''Sonunda biz cahillerden ve zalimlerden olduk.'' diyen
Dilipak, ''Sonuçta, Allah da cahil ve zalimlere yardım etmiyor işte.
İşlerimizi sarp dağlara sardırıyor ve üstümüze pislik yağdırıyor. Biz hep
başkalarını eleştiriyor, başkalarına söylediklerimiz konusunda kendi nefsimizi
hesaba çekmiyoruz. O Allah ise, biz kendimizi değiştirmeden yardımının bize
ulaşmayacağını söylüyor. Biz ise kendimizi değiştirmek konusunda inatla
direniyoruz. Hani işi ehline verecektik, yalan söylemeyecektik, kamu malına el
uzatmayacaktık, adaletten sapmayacaktık. Ne oldu! Böyle yaparsanız, Allah’ın
gazabı yakın denmedi mi bize, zalimlere yardım eder, onlarla beraber olursanız,
onları yakan ateşin bize de dokunacağı, Allah’ın o zalimleri bizim başımıza
bela edeceği haber verilmedi mi bize." ifadelerini kullandı.

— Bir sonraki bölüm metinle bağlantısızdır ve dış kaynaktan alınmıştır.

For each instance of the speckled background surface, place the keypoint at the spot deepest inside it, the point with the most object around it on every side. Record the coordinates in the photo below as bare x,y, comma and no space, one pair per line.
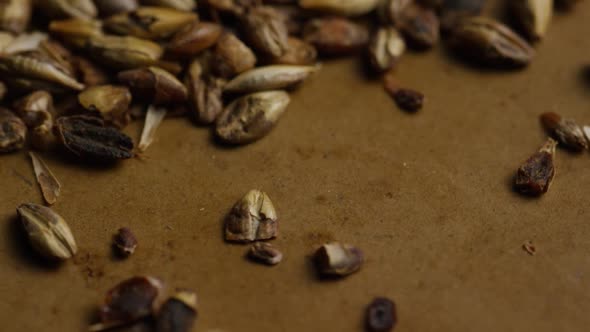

''Para ve makam bizi bozdu'' diyerek özeleştiride bulunan
Dilipak yazısının devamında şu ifadeleri kullandı:
"Halbuki, ne güzel hayallerimiz vardı. Dün dinimiz
uğruna direniyorduk, yardımlaşıyorduk. Para ve makam bizi bozdu. Şöhret bizi
bozdu. Daha doğrusu bunlar bizi bozmadı. Bunlara sahip olunca, içimizde
gizlediğimiz Şeytani sapkınlıklarımız gün yüzüne çıktı. Fuhşiyata dalanlarımız,
kumar oynayanlarımız, heva, heves, oyun ve eğlence peşinde, malayani işlerle
ömür tüketenlerimiz çoğaldı. Kimileri meğer ötekileri kıskanıyormuş. Onların
bazıları mal ve makam için kavga ediyormuş ve bu gayelerine ulaşmak için dini
basamak yapıyormuş.
Bana göre, bugün paramız ve gücümüz aklımızın ve imanımızın
önüne geçti. Gücümüze, servetimize aklımız ve imanımız değil, aklımız ve
imanımıza gücümüz ve servetimiz, güç ve servet sahipleri yön vermeye çalışıyor.
Yani inandığımız gibi yaşamayınca, yaşadığımız gibi inanmaya başlıyoruz ve asıl
felaketin sebebi de bu. Biz Allah’ın ipini bırakınca, O da bizim ipimizi
bırakıyor. Şunu unutmayalım: Tek gerçek var imtihan oluyoruz. Ve biz kendimizi
değiştirmeden de Allah bizim hakkımızdaki hükmünü değiştirmeyecek. Yani asıl
değişmesi gereken biziz biz!"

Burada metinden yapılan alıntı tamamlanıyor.